“For a secret bomber base, this place looks like shit,” Tony Jamieson muttered. He and Patrick McLanahan had been orbiting over the base for twenty minutes now, “shooting” the base with the synthetic aperture radar every few minutes and comparing the SAR images with past images, trying to piece together enough information to verify that the deadly Backfire bombers were really here. They had looked at every crack in the concrete, every skid mark, every vehicle on the airport grounds—nothing. No sign of one of the world’s most advanced bombers. “We’ve only got twenty minutes left in our orbit.”
“Something will show,” McLanahan said. “Jon Masters’s NIRT-Sats never let us down before … well, maybe once before …”
“Great,” Jamieson groused. “And I’m getting tired of always carrying these so-called non-lethal weapons on board my plane, too, McLanahan. The ragheads want to fight—let’s start carrying some weapons that have a little punch. At least a couple JSOWs with high-explosive warheads would be useful—that’s not too much to ask …”
“SAR coming on,” McLanahan announced. “SAR shot, ready, ready …
now … SAR in standby, antenna secure.”
“Well, hot damn, there they are—a regular ‘baby elephant walk,’ “Jamieson exclaimed as he studied the SAR image on McLanahan’s supercockpit monitor.

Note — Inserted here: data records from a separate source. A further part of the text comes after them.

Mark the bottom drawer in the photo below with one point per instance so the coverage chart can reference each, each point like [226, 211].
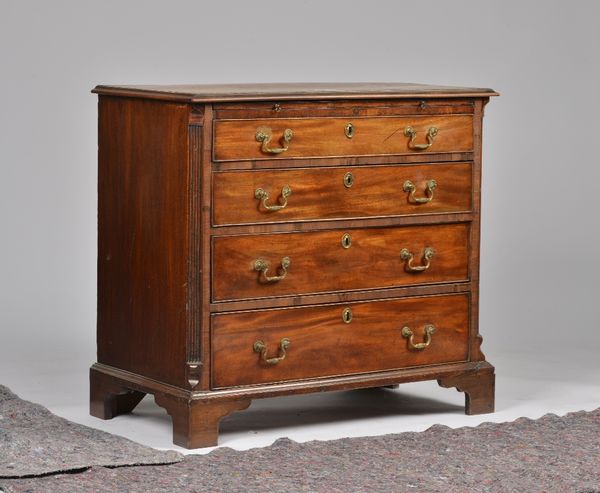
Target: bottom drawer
[266, 346]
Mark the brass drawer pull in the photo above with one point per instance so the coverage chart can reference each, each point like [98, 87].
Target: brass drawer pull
[262, 266]
[261, 347]
[412, 133]
[264, 135]
[408, 257]
[408, 334]
[263, 196]
[410, 188]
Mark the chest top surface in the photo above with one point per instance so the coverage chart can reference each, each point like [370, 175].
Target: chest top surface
[208, 93]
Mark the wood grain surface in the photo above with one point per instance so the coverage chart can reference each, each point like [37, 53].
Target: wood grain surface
[235, 140]
[210, 93]
[319, 262]
[143, 237]
[320, 193]
[322, 344]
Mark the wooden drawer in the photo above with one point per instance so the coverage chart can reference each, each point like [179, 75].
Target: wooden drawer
[236, 140]
[335, 193]
[323, 343]
[323, 261]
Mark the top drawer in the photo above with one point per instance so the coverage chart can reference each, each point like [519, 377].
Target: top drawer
[238, 140]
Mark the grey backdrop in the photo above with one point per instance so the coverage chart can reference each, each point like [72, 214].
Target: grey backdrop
[541, 192]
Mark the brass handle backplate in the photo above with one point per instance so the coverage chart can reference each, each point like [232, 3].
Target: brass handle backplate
[264, 135]
[408, 257]
[408, 334]
[412, 134]
[263, 196]
[410, 188]
[262, 266]
[261, 347]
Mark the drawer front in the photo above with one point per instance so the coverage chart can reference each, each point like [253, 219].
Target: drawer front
[244, 197]
[256, 266]
[325, 341]
[237, 140]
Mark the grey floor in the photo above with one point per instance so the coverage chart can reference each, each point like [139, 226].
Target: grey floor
[550, 383]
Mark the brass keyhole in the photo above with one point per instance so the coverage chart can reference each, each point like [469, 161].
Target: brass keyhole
[348, 180]
[349, 130]
[346, 240]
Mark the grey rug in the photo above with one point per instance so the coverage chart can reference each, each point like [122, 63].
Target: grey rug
[552, 454]
[33, 441]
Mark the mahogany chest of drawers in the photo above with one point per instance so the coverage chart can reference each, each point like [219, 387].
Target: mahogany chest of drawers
[262, 240]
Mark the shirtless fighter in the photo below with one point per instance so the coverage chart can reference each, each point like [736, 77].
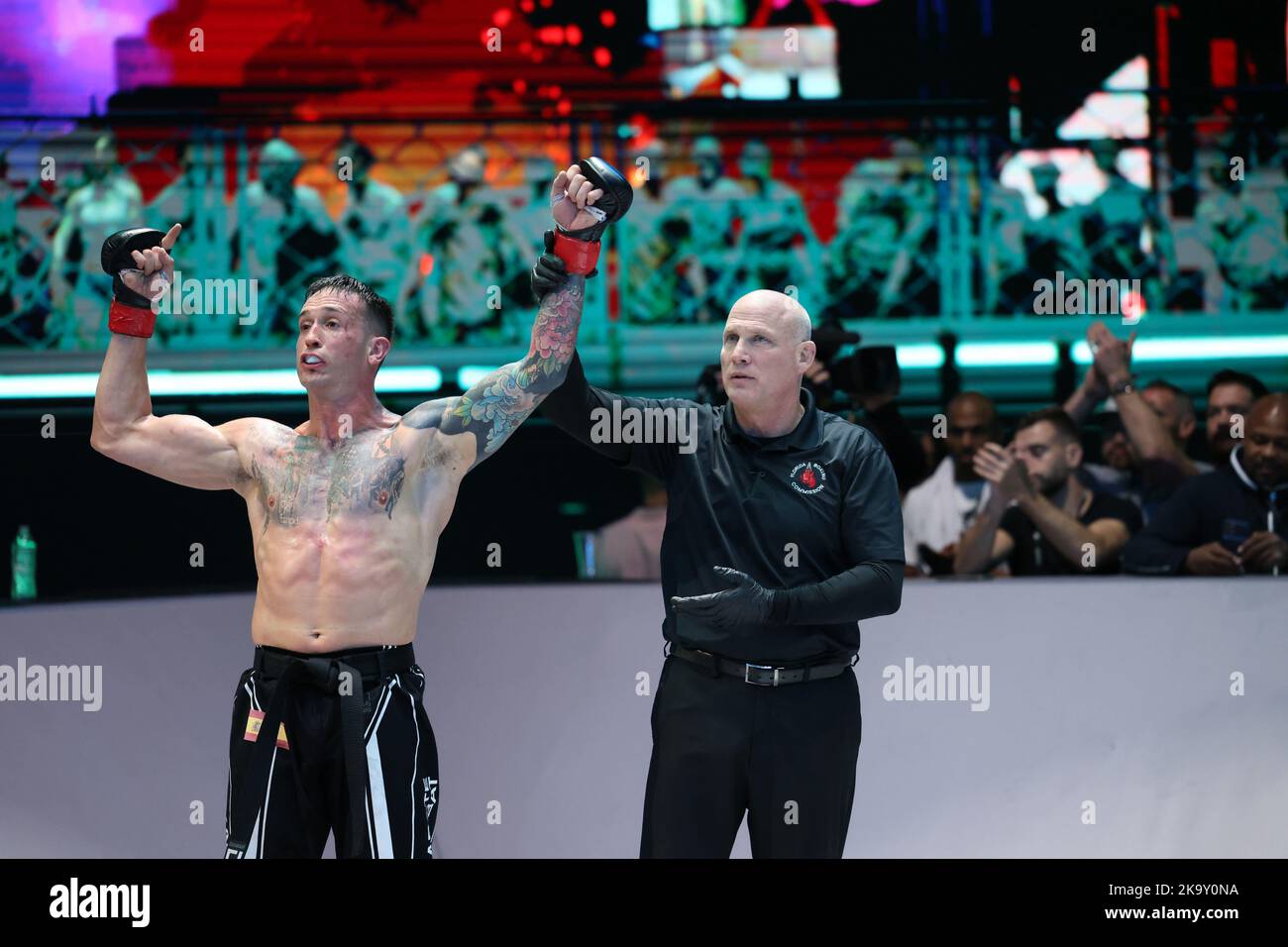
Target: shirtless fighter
[329, 731]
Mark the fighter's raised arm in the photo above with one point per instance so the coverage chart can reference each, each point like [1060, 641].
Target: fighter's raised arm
[180, 449]
[584, 198]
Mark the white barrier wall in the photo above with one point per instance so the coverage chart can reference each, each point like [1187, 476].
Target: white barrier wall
[1121, 718]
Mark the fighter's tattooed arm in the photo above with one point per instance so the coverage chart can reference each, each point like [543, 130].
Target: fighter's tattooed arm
[498, 402]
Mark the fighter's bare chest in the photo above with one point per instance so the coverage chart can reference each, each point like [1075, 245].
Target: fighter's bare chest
[303, 480]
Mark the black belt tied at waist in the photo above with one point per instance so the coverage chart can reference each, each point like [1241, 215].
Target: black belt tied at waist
[339, 674]
[764, 676]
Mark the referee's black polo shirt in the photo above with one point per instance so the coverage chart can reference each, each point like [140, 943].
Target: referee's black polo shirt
[789, 510]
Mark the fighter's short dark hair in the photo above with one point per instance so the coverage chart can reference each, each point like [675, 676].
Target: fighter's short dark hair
[380, 315]
[1055, 416]
[1229, 376]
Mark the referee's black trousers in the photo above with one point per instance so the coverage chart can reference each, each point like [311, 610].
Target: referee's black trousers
[722, 748]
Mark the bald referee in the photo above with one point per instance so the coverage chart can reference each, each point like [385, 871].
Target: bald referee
[784, 531]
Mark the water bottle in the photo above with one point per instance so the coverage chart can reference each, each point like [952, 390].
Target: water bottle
[24, 562]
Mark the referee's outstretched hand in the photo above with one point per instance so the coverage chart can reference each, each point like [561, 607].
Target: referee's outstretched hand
[746, 602]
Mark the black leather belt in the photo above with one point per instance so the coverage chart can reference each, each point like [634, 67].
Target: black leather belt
[763, 676]
[325, 673]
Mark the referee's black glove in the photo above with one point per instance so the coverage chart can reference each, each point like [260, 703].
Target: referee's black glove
[747, 602]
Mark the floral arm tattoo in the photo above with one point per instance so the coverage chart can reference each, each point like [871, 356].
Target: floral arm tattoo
[500, 401]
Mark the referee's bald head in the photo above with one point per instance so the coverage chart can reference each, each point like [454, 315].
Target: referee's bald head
[778, 307]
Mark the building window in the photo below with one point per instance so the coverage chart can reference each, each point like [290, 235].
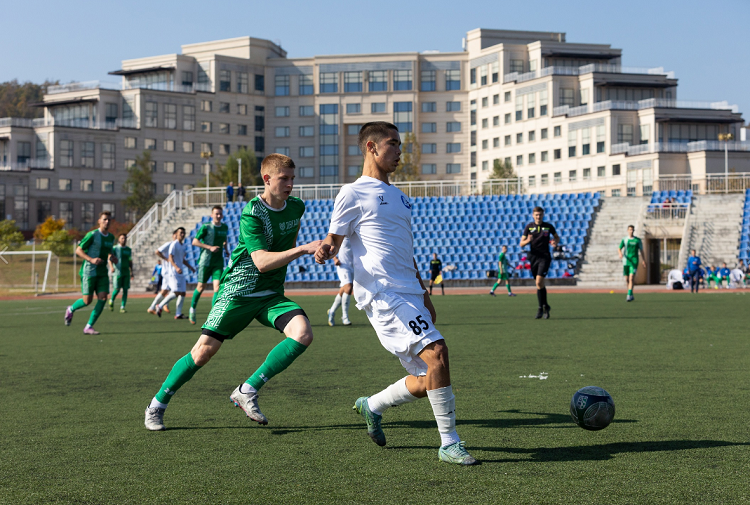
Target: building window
[225, 80]
[152, 114]
[281, 85]
[87, 154]
[427, 81]
[452, 80]
[401, 80]
[378, 80]
[108, 156]
[329, 82]
[352, 82]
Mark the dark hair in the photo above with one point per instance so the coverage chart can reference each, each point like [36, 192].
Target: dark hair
[375, 131]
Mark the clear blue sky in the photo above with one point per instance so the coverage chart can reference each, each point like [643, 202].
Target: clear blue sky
[705, 43]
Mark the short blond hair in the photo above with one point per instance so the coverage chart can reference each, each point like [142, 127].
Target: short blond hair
[273, 163]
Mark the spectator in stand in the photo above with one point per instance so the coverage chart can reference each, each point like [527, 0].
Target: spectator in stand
[230, 192]
[693, 270]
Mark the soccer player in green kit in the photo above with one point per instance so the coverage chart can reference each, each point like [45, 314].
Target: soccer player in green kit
[122, 271]
[503, 272]
[630, 247]
[95, 249]
[252, 287]
[212, 238]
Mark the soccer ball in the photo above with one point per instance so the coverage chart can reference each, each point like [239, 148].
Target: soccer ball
[592, 408]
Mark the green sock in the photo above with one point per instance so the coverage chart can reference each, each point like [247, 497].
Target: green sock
[276, 362]
[196, 297]
[97, 311]
[182, 371]
[79, 304]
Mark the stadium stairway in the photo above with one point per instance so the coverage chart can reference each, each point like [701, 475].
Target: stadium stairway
[144, 259]
[714, 228]
[601, 264]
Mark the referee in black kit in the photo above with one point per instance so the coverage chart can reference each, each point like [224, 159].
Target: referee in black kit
[539, 236]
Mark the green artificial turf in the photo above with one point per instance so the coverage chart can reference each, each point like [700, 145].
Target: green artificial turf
[676, 365]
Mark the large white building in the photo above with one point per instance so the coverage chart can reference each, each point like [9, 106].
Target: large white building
[567, 117]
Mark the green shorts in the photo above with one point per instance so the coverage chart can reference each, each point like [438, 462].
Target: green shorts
[122, 283]
[213, 269]
[229, 316]
[94, 284]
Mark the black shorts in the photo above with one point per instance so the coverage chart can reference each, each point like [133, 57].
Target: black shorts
[540, 265]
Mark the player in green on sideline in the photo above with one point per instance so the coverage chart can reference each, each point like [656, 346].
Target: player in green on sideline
[503, 271]
[212, 239]
[122, 271]
[95, 249]
[630, 247]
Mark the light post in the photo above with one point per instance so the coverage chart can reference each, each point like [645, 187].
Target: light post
[726, 138]
[206, 155]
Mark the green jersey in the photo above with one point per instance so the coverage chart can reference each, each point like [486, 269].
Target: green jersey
[261, 228]
[631, 246]
[504, 262]
[96, 245]
[124, 263]
[211, 234]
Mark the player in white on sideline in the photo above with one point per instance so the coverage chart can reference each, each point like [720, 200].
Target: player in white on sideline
[376, 217]
[163, 253]
[177, 281]
[343, 261]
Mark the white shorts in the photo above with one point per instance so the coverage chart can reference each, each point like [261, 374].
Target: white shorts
[177, 282]
[346, 275]
[404, 327]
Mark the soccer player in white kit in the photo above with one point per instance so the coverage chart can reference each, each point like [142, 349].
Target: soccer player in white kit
[177, 281]
[376, 216]
[345, 271]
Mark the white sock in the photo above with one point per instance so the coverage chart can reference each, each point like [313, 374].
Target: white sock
[336, 303]
[156, 301]
[171, 296]
[394, 395]
[444, 407]
[345, 306]
[157, 404]
[247, 389]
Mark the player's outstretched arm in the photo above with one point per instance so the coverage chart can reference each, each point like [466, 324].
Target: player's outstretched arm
[328, 248]
[266, 261]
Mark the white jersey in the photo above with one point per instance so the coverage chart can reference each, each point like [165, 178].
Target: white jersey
[166, 266]
[377, 219]
[177, 250]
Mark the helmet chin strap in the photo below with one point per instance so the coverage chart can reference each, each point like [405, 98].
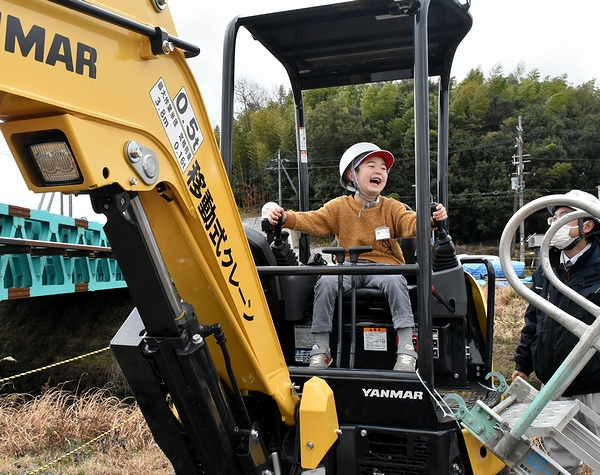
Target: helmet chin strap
[369, 202]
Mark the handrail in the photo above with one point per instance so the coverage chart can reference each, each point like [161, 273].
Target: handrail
[588, 335]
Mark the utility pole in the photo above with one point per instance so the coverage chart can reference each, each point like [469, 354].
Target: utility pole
[279, 173]
[518, 184]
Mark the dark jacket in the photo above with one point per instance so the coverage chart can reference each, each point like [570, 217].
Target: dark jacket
[544, 342]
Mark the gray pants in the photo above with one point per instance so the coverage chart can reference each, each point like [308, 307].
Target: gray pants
[394, 287]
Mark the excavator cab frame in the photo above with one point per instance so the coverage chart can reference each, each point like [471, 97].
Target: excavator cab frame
[97, 98]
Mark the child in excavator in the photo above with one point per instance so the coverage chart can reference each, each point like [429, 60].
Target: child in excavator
[363, 219]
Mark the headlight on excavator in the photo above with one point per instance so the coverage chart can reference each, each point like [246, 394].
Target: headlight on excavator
[54, 162]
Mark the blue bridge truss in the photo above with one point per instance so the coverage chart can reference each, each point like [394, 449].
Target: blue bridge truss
[45, 254]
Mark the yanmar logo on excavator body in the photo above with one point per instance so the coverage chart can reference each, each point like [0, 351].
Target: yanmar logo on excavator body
[392, 393]
[54, 50]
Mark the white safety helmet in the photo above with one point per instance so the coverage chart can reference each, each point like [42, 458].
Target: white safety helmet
[582, 195]
[355, 155]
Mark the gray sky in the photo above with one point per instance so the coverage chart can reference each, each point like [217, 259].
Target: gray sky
[554, 36]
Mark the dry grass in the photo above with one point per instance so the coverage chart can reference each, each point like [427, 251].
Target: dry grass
[34, 431]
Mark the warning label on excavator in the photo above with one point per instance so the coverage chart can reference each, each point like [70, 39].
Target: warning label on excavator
[179, 121]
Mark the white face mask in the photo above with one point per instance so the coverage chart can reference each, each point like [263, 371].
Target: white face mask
[562, 240]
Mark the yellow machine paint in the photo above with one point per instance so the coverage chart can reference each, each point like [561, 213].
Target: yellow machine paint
[318, 422]
[482, 460]
[102, 87]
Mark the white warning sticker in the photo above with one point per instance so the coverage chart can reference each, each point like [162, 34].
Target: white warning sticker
[375, 339]
[179, 121]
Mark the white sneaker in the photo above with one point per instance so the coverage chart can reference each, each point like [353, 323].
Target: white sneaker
[406, 360]
[320, 357]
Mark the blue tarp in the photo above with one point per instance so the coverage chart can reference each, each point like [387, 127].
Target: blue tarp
[479, 272]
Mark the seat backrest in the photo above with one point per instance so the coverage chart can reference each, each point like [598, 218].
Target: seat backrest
[262, 253]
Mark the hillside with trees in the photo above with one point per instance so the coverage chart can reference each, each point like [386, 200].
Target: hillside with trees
[561, 141]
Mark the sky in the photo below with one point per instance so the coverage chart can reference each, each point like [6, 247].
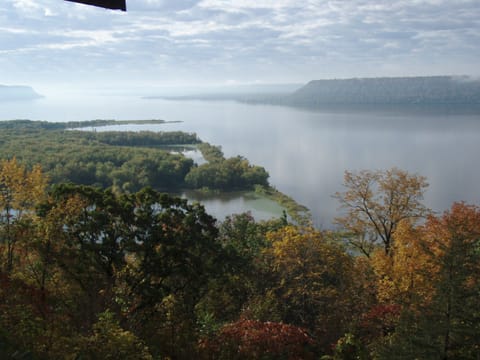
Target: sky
[229, 42]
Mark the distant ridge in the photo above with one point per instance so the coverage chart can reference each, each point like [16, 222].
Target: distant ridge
[444, 90]
[17, 92]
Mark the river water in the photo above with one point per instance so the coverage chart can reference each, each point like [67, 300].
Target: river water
[306, 152]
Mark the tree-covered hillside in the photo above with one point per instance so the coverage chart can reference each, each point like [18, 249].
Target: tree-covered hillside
[87, 273]
[401, 90]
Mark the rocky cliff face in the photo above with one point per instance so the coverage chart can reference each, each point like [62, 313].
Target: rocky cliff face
[402, 90]
[16, 92]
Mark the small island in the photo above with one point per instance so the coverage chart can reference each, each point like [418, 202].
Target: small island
[128, 161]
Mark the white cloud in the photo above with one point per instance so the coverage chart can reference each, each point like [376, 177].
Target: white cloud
[224, 39]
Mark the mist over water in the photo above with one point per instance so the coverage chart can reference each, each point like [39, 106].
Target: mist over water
[305, 152]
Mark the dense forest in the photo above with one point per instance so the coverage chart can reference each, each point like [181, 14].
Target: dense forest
[125, 161]
[91, 273]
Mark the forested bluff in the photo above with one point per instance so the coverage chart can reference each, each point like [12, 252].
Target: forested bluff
[104, 270]
[441, 92]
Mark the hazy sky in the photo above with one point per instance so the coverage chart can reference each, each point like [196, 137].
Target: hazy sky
[164, 42]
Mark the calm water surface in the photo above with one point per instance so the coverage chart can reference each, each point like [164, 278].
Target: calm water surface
[305, 152]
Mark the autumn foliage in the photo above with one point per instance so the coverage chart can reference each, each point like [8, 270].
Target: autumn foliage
[87, 273]
[252, 339]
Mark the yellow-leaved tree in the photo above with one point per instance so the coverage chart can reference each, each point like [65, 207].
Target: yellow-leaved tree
[20, 191]
[375, 203]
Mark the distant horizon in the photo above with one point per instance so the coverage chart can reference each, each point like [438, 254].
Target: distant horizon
[219, 42]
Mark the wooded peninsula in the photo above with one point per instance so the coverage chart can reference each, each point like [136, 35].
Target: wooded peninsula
[97, 262]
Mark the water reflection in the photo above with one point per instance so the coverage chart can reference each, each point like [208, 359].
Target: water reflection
[306, 152]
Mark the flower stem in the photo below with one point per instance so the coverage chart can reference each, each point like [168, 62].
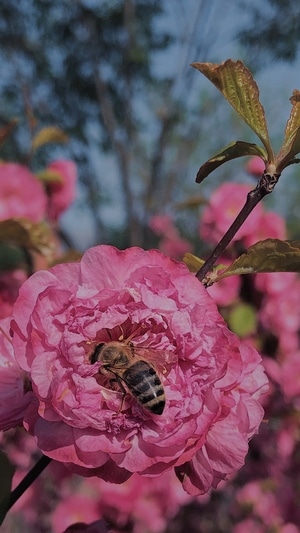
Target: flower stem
[265, 186]
[30, 477]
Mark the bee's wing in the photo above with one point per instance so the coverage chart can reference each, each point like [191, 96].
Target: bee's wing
[160, 359]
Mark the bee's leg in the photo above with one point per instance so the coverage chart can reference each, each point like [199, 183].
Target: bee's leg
[131, 347]
[123, 390]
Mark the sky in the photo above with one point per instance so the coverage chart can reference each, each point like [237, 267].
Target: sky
[276, 83]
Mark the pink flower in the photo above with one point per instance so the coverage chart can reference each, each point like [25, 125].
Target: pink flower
[256, 166]
[10, 282]
[61, 195]
[171, 243]
[15, 395]
[212, 382]
[224, 205]
[21, 194]
[225, 291]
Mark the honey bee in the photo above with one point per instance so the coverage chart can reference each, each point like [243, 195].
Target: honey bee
[120, 360]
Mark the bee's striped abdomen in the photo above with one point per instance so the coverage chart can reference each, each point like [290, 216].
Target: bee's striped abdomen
[144, 383]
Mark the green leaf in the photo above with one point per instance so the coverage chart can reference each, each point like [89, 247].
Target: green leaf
[35, 236]
[237, 85]
[270, 255]
[192, 262]
[232, 151]
[291, 143]
[49, 134]
[7, 471]
[49, 176]
[242, 320]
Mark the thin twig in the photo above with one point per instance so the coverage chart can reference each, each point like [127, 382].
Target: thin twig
[30, 477]
[265, 186]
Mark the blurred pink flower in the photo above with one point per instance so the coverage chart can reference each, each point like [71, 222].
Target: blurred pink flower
[256, 166]
[272, 283]
[163, 225]
[72, 509]
[175, 248]
[171, 243]
[290, 375]
[21, 193]
[212, 381]
[249, 525]
[260, 497]
[61, 195]
[95, 527]
[272, 226]
[280, 312]
[15, 394]
[146, 502]
[10, 282]
[224, 205]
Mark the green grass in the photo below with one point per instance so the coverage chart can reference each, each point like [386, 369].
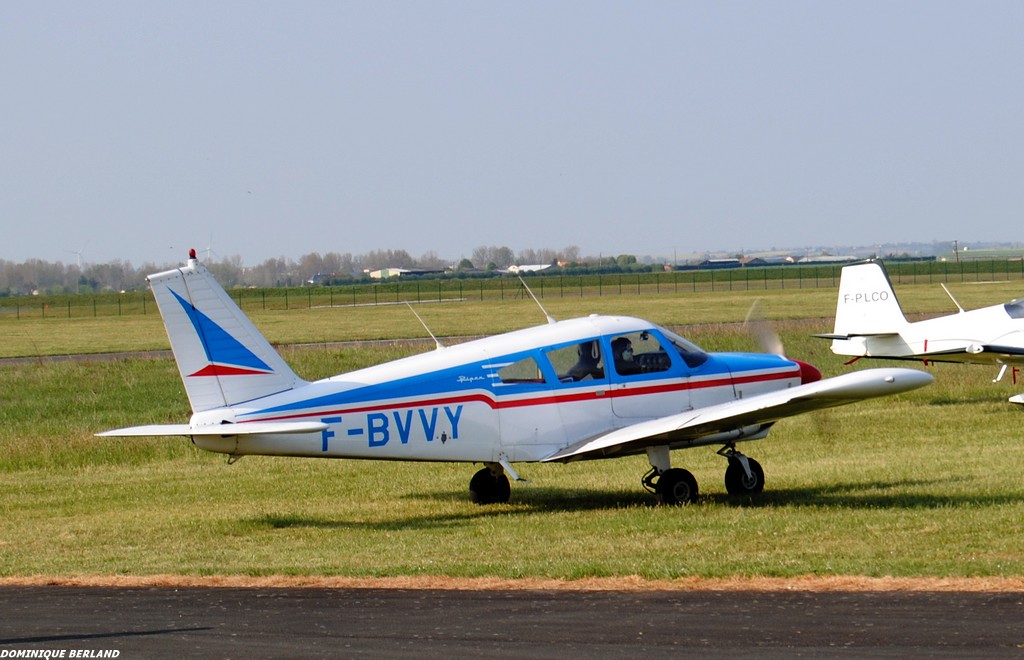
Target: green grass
[924, 484]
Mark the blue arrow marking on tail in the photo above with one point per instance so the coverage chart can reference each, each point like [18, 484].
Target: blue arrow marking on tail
[220, 347]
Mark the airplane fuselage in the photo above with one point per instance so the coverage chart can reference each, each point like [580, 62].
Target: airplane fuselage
[500, 399]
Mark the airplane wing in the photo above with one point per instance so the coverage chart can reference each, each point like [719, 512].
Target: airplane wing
[247, 429]
[1010, 351]
[734, 415]
[853, 335]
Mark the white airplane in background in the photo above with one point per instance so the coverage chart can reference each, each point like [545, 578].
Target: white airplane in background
[869, 322]
[597, 387]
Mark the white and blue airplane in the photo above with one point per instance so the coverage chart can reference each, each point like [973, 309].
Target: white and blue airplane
[597, 387]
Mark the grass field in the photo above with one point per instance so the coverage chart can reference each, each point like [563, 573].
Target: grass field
[924, 484]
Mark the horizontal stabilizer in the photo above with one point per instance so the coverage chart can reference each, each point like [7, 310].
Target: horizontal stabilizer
[248, 429]
[1003, 350]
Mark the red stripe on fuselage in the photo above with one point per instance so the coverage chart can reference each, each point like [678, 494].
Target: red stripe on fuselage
[547, 399]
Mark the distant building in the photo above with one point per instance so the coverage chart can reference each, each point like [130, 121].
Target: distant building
[384, 273]
[531, 268]
[710, 264]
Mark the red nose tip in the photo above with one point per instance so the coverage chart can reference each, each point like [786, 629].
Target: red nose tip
[808, 372]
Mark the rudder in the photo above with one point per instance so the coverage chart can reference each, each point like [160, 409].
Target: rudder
[222, 358]
[866, 303]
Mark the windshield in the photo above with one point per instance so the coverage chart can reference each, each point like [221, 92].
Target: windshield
[692, 354]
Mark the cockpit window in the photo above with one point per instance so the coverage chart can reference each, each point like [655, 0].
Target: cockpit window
[1015, 308]
[525, 370]
[581, 361]
[639, 353]
[692, 354]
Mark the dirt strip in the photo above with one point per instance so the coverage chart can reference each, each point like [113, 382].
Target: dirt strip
[632, 583]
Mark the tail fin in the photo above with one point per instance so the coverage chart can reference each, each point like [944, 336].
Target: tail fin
[222, 358]
[867, 304]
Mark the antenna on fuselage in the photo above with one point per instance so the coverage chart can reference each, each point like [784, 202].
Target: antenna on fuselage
[950, 297]
[437, 344]
[551, 319]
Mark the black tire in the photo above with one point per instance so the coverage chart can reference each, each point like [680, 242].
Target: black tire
[677, 486]
[738, 484]
[484, 488]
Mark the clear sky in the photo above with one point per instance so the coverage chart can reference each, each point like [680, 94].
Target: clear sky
[133, 130]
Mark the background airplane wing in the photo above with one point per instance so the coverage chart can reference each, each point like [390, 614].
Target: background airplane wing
[1009, 351]
[744, 413]
[247, 429]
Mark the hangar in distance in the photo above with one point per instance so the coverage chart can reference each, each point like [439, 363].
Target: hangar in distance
[869, 322]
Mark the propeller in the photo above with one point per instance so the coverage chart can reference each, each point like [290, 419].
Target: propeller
[769, 341]
[762, 332]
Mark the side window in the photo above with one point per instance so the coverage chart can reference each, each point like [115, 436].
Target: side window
[639, 353]
[524, 370]
[578, 362]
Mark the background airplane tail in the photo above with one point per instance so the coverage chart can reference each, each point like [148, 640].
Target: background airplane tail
[222, 358]
[867, 304]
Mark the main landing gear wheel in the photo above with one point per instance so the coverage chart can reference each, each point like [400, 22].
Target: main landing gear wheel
[676, 486]
[737, 482]
[489, 486]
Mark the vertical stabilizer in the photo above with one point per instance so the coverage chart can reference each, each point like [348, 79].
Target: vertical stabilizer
[866, 302]
[222, 358]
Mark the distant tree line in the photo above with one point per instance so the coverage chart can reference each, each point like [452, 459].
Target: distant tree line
[38, 276]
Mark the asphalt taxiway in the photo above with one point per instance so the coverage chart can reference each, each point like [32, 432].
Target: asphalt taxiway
[229, 622]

As clear as a black-and-white photograph, the long, thin body of a Tupolev-22M Backfire bomber had appeared from one of the hangars on the south side of the airport. Another bomber was exiting the same hangar, behind and slightly to one side of the first, while a third bomber had just poked its nose outside the doors of the middle hangar, obviously waiting its turn to taxi.
By using cursor commands, McLanahan was able to electronically “twist” the SAR image until they were actually looking inside the hangars, as if they were standing right on the ramp, and they found all three large hangar doors open, with two Tu-22M bombers in each hangar. The rear of the hangar was open so the bombers could run their engines while inside, safely under cover.
“Bingo,” Jamieson said. “Shit, they are there!”
“And it looks like they’re going hunting again,” McLanahan said.
“We can take care of that.” And just a few moments later six AGM-154 JSOW missiles were on their way toward Beghin Airport, their autopilots programmed to fly an attack course just fifty feet over the runway.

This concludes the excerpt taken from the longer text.